Anche alle stelle del cinema serve una pausa: il burnout, infatti, si fa sentire. È il caso di Emma Watson, che ha detto stop alla recitazione dal 2019. L’ultimo ruolo per la star di Harry Potter è stato in ‘Piccole Donne’ di Greta Gerwig, all’epoca aveva circa 29 anni.
Ora sta raccontando degli impegni estenuanti e del peso emotivo che l’hanno costretta a fare un passo indietro.
“Prima mi sacrificavo completamente per qualsiasi cosa stessi cercando di realizzare”, ha detto Emma Watson a “On Purpose” di Jay Shetty.

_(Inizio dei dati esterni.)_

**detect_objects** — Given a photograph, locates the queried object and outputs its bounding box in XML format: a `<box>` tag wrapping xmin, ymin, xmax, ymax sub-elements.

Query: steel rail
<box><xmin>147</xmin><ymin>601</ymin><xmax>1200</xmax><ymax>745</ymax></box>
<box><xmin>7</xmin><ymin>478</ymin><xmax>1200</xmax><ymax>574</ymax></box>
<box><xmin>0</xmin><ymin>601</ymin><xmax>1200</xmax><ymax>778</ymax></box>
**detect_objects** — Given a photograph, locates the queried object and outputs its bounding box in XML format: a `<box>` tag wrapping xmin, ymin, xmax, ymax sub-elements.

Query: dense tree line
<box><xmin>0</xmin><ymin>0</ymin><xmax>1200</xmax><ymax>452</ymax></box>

“Fare film è così impegnativo, che avere una vita propria, trovare quell’equilibrio è quasi impossibile”, ha detto la star che oggi ha un patrimonio netto stimato di 85 milioni di dollari.
“Lavori sei giorni a settimana, dalle 14 alle 16 ore al giorno, e poi vieni semplicemente abbandonata alla fine, magari ti prendi una pausa di due o tre mesi, e poi non c’è più niente”. Il podcast è una delle prime interviste lunghe che Watson ha rilasciato in circa 5 anni.
L’attrice racconta di essere arrivata al punto in cui il “sovraccarico sensoriale” che deriva dall’essere famosi le ha reso difficili anche le semplici attività quotidiane. “Cercare di avere una conversazione normale con qualcuno è praticamente impossibile”, ha detto. “Questi non sono ambienti in cui ti piace davvero fare una bella chiacchierata con qualcuno”.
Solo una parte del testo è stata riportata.